Madeleine frowned. “Birthright? What do you mean?”
“Your grandmother — your true grandmother — was a heroine with special abilities,” said the Super-Wizard. “And she used those abilities to fight criminals in the same time period that I visited Earth, as it will say in your history books. Her name was Marga, and because of her abilities she was known as the Panther Woman. Although your grandfather possessed no powers of his own, the man who became her husband was a heroic pilot and adventurer named Ted Grant. It is in their memory that I have come to tell you of your birthright.”
The teenage girl’s mind was racing. Could this be true? Would she finally learn some of the secrets of her family’s past after all these years of wondering?

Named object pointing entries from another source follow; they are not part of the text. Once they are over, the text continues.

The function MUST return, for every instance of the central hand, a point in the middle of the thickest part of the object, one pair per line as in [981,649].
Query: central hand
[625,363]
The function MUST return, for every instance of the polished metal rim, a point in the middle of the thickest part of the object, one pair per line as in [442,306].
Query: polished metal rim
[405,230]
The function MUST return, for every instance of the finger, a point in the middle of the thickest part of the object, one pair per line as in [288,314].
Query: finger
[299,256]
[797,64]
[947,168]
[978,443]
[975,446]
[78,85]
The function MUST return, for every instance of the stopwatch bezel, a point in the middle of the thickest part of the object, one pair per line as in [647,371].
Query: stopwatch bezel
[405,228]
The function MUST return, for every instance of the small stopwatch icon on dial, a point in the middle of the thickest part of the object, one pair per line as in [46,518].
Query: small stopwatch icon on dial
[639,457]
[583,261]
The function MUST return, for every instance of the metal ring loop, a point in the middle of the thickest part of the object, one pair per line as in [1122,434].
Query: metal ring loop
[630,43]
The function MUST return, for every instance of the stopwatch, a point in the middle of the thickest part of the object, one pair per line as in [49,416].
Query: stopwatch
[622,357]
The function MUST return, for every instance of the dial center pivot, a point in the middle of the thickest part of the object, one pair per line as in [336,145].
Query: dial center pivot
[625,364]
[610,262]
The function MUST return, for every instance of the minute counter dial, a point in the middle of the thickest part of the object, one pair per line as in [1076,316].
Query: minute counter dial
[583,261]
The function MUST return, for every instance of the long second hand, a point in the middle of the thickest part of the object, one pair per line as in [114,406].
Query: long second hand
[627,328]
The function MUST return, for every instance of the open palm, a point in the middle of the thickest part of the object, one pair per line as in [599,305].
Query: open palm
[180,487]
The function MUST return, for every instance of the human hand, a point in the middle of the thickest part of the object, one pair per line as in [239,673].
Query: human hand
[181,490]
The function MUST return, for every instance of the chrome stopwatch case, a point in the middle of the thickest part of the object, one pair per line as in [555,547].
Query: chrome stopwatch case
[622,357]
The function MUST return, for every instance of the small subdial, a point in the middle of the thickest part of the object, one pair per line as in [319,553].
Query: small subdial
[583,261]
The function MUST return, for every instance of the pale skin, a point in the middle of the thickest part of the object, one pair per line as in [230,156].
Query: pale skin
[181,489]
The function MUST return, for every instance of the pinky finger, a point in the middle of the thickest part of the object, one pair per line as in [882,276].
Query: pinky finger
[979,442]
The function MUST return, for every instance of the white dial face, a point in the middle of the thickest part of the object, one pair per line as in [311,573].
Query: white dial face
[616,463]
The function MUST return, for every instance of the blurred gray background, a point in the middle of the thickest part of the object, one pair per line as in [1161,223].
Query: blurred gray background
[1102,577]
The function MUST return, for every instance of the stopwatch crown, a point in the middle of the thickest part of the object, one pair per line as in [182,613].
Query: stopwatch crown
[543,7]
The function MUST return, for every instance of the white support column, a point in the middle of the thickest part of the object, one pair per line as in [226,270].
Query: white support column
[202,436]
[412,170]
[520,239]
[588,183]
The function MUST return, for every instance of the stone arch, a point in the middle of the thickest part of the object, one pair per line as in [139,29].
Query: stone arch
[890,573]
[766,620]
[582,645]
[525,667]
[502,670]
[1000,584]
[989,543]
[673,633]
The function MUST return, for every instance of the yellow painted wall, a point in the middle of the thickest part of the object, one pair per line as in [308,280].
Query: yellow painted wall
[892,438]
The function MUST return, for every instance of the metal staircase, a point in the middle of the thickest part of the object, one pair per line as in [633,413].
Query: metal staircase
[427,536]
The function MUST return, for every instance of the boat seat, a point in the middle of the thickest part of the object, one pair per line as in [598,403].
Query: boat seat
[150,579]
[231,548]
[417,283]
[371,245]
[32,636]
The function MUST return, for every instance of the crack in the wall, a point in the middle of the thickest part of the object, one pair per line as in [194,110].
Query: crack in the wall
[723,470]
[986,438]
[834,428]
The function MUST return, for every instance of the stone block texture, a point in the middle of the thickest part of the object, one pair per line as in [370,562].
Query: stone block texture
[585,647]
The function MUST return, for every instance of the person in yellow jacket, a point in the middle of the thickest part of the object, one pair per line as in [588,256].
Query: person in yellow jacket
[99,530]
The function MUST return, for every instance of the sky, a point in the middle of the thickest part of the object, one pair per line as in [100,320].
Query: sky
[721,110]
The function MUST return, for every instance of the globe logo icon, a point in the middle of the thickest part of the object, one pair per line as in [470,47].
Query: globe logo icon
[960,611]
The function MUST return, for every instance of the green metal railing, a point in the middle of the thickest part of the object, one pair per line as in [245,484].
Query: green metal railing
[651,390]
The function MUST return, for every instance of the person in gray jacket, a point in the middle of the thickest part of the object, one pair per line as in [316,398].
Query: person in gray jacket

“As I have recently empowered others to serve as champions, so do I now release the power that is within you and give you a mission to accompany it. You are to defend and protect the natural world, and you will become one with the natural order. Like your grandmother Marga, you shall be more than human. You shall embody the power of the panther.”
Madeleine gasped as her body changed in the blink of an eye. Her small form grew taller and more powerfully built, and her red hair flowed down past her shoulders. A more feral look crossed her face as her soft features became harder and more animalistic. Her fingernails and toenails became longer and more rigid.
“Panthera,” she said with a slight snarl that surprised her for a moment but quickly felt as natural as anything. She crouched before the strange alien man and asked, “Will you show me what to do? Will you show me how to use these powers for good?”
“That is not my purpose,” said the Super-Wizard. “But I have arranged events so that you will be in a position to be mentored by a heroic man who will help you become a heroine, just as your grandfather Ted Grant helped your grandmother Marga to become the Panther Woman. This man was himself mentored by one of this world’s greatest heroes and has long trained for his own heroic career. He is the companion of someone in this household.”
“You can’t mean Uncle Werner,” Madeleine said, stifling a laugh at the thought.
“No, but you will know him when you see him,” the Super-Wizard replied. “And you shall meet him soon. Farewell.”
She nodded and rose up as her new patron vanished, and she felt herself revert back to her normal small form.
“Panthera,” she whispered to herself. “I feel as if I could transform myself at will. This feels both strange and thrilling.”
Madeleine Fehr knew she would need time to accept this or even believe that such things were possible. For now, though, she was just happy to know something about her real grandparents.